Using the new guidance to plan meals and snacks will help to ensure that all children eat a healthy, balanced diet even if they move between early years providers. There are seven steps for planning healthy menus as follows.
Plan menus for all meals and snacks. This helps to check that the food and drink provision across the day is well balanced and varied. It also helps planning for shopping and food preparation.
Plan menus lasting at least one week. It is important that children attending the setting on the same day each week don’t always receive the same meals.
Plan each meal and snack menu to meet the new guidance. This means that children who attend sessional care or move between providers still meet their nutritional requirements overall.
Plan menus to include a variety of foods, tastes, textures and colours. This will give children the opportunity to try a wide range of foods, and make meals and snacks colourful and tasty.
Ensure that the cultural and dietary needs of all children are catered for.
Introduce new menu cycles at least twice a year to include seasonality and a variety of foods.
Share menus for meals and snacks with parents. This can help parents to balance meals and snacks with the food they provide at home.
Planning menus for meals and snacks in advance helps to reduce time and can also help to control ingredient costs.
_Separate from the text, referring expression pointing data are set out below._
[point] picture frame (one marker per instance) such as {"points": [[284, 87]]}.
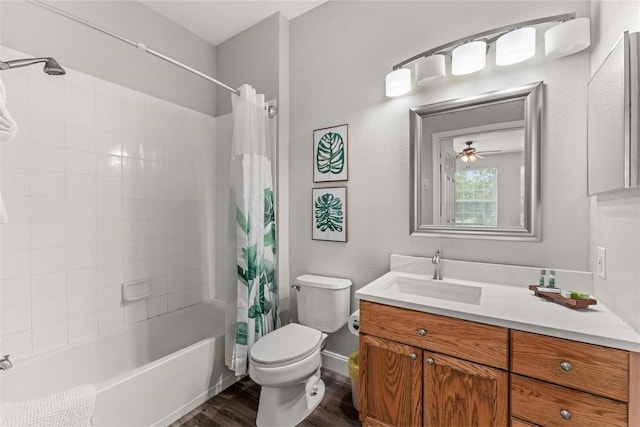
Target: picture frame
{"points": [[331, 154], [329, 214]]}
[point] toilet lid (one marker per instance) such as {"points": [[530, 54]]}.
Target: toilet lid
{"points": [[290, 342]]}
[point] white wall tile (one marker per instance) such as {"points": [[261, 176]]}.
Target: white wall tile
{"points": [[81, 257], [44, 131], [18, 345], [48, 209], [49, 260], [110, 320], [16, 291], [81, 162], [15, 264], [18, 208], [176, 300], [16, 318], [46, 158], [84, 327], [82, 209], [47, 184], [15, 237], [81, 233], [135, 311], [15, 182], [108, 143], [157, 306], [49, 337], [48, 235], [48, 286], [80, 138], [82, 304], [49, 311], [84, 280]]}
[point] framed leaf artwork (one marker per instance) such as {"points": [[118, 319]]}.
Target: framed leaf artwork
{"points": [[330, 154], [329, 211]]}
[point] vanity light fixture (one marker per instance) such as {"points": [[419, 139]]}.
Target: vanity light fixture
{"points": [[514, 43], [516, 46], [469, 58]]}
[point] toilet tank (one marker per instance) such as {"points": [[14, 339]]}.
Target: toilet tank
{"points": [[323, 302]]}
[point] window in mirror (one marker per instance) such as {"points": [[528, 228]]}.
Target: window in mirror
{"points": [[475, 166]]}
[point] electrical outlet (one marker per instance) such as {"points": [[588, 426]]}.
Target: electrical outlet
{"points": [[601, 263]]}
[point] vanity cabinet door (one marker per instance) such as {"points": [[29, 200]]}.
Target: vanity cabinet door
{"points": [[390, 383], [461, 393]]}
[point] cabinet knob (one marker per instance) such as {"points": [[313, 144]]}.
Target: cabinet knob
{"points": [[565, 414], [566, 366]]}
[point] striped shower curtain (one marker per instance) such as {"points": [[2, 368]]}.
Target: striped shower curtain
{"points": [[256, 300]]}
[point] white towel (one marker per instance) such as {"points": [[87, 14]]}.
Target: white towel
{"points": [[69, 408], [8, 126]]}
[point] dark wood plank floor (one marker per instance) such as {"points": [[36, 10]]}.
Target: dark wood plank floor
{"points": [[237, 406]]}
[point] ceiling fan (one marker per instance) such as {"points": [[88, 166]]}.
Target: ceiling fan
{"points": [[469, 154]]}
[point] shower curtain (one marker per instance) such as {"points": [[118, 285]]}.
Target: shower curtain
{"points": [[256, 297]]}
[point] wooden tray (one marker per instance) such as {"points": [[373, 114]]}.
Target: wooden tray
{"points": [[568, 302]]}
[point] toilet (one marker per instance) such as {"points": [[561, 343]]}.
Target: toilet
{"points": [[286, 362]]}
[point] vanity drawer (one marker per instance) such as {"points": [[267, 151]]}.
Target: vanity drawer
{"points": [[467, 340], [545, 404], [587, 367]]}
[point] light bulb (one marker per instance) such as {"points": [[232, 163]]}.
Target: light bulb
{"points": [[468, 58], [516, 46], [398, 82]]}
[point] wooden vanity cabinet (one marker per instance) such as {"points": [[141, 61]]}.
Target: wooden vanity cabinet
{"points": [[422, 369]]}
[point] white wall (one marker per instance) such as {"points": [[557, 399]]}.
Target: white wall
{"points": [[39, 32], [103, 185], [615, 220], [340, 53]]}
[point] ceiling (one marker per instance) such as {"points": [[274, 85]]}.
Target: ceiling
{"points": [[216, 21]]}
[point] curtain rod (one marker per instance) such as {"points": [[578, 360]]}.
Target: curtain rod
{"points": [[138, 45]]}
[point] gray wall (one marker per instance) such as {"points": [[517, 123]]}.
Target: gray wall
{"points": [[38, 32], [615, 220], [251, 56], [340, 53]]}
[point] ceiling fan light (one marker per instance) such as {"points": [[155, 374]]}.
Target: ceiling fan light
{"points": [[468, 58], [430, 69], [567, 38], [398, 82], [516, 46]]}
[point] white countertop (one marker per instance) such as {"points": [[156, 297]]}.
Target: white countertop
{"points": [[514, 307]]}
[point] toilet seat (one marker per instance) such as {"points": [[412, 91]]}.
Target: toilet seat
{"points": [[288, 344]]}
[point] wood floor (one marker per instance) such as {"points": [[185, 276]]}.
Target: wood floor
{"points": [[237, 406]]}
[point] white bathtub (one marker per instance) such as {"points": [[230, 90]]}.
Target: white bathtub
{"points": [[147, 374]]}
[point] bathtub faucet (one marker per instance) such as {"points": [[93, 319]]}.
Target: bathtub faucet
{"points": [[5, 363]]}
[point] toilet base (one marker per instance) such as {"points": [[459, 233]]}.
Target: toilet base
{"points": [[287, 406]]}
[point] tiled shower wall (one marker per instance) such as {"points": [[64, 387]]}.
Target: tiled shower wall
{"points": [[103, 185]]}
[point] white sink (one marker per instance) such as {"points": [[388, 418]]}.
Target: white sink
{"points": [[405, 286]]}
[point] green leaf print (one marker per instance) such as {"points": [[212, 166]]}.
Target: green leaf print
{"points": [[330, 153], [241, 333], [329, 214]]}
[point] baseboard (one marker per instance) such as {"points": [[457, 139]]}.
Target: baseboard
{"points": [[197, 401], [335, 362]]}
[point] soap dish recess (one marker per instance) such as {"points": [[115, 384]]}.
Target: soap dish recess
{"points": [[137, 290]]}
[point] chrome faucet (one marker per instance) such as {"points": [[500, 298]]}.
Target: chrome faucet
{"points": [[437, 266], [5, 363]]}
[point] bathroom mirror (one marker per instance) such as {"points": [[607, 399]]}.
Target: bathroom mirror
{"points": [[612, 148], [475, 166]]}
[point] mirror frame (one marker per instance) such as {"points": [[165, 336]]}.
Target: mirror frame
{"points": [[531, 94]]}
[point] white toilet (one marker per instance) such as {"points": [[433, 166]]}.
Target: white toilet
{"points": [[286, 362]]}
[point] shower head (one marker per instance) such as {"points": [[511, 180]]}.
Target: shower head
{"points": [[51, 66]]}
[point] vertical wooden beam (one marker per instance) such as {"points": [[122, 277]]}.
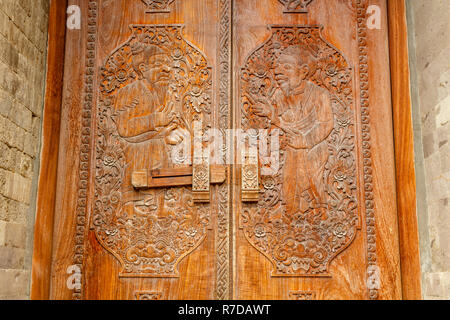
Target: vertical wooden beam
{"points": [[43, 234], [404, 151]]}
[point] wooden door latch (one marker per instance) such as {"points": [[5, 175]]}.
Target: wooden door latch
{"points": [[200, 177]]}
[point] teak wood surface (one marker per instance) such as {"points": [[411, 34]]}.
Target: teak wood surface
{"points": [[122, 118]]}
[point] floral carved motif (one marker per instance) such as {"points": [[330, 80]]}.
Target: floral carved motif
{"points": [[302, 87], [296, 6], [153, 88], [158, 6], [147, 295]]}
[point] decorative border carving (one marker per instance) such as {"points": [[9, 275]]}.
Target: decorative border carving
{"points": [[86, 142], [302, 295], [372, 268], [147, 295], [296, 6], [299, 243], [223, 243], [157, 6]]}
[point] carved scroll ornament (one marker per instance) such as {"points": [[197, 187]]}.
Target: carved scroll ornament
{"points": [[300, 85], [157, 6], [153, 88], [296, 6]]}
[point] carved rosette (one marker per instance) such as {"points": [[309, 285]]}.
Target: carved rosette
{"points": [[296, 6], [157, 6], [303, 243], [149, 232]]}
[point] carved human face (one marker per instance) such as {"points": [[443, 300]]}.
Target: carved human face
{"points": [[290, 72], [157, 70]]}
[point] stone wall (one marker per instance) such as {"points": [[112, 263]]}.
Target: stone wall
{"points": [[23, 43], [429, 35]]}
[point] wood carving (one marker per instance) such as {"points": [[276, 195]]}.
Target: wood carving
{"points": [[298, 84], [361, 9], [223, 242], [147, 295], [86, 144], [158, 6], [302, 295], [153, 88], [296, 6]]}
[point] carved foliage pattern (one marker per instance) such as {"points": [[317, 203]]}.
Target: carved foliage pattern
{"points": [[149, 236], [296, 6], [85, 151], [223, 272], [361, 8], [303, 243], [157, 6]]}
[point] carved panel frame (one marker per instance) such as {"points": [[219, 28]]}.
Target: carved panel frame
{"points": [[41, 281]]}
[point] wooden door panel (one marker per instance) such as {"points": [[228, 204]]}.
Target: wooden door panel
{"points": [[315, 220], [311, 74], [151, 69]]}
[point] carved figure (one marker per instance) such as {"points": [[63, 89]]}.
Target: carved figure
{"points": [[306, 215], [302, 110]]}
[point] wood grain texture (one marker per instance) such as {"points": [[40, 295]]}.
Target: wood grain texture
{"points": [[271, 259], [116, 120], [47, 193], [81, 238], [404, 151]]}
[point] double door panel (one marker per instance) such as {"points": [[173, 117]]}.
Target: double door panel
{"points": [[292, 195]]}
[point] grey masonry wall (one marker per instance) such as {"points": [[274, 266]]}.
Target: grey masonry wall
{"points": [[429, 36], [23, 43]]}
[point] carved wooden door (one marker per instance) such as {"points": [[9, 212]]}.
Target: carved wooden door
{"points": [[219, 149]]}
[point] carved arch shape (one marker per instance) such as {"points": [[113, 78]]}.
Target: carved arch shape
{"points": [[148, 232], [157, 6], [303, 243], [296, 6]]}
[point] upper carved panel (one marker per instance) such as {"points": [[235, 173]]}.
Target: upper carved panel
{"points": [[153, 87], [157, 6], [299, 86], [296, 6]]}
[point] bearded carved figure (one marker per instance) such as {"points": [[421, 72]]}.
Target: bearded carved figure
{"points": [[301, 86], [153, 88]]}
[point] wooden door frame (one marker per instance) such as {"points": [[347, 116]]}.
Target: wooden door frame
{"points": [[403, 138]]}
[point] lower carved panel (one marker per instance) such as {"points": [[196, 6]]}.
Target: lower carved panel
{"points": [[153, 88], [147, 295], [300, 87]]}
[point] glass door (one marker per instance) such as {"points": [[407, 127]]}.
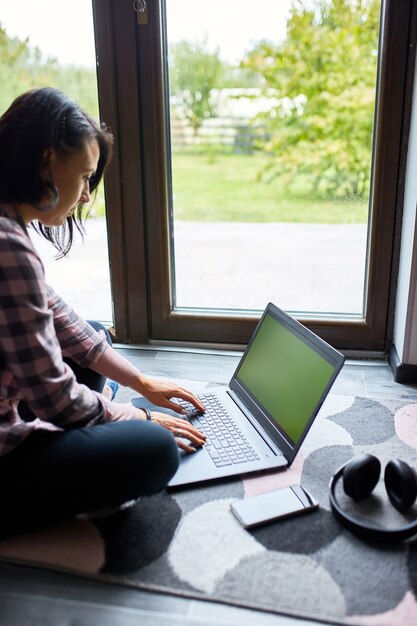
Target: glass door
{"points": [[271, 114]]}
In addition, standardising tried and tested popular recipes can help to reduce time, sourcing ingredients and keeping track of allergens.
The guidance also includes detailed advice for early years providers on the following areas.
Managing food allergies, intolerances and meeting cultural needs.
Providing food allergen information.
Reading food labels.
Typical portion sizes.
Supporting families with healthy eating.
Providing cost-effective meals.
Minimising food waste.
Sustainability of foods.
Used together, the example menus and guidance provide an illustration of how providers can meet the Early Years Foundation Stage welfare requirement to provide “healthy, balanced and nutritious” meals for children, while supporting them to make healthier choices in relation to food and drink.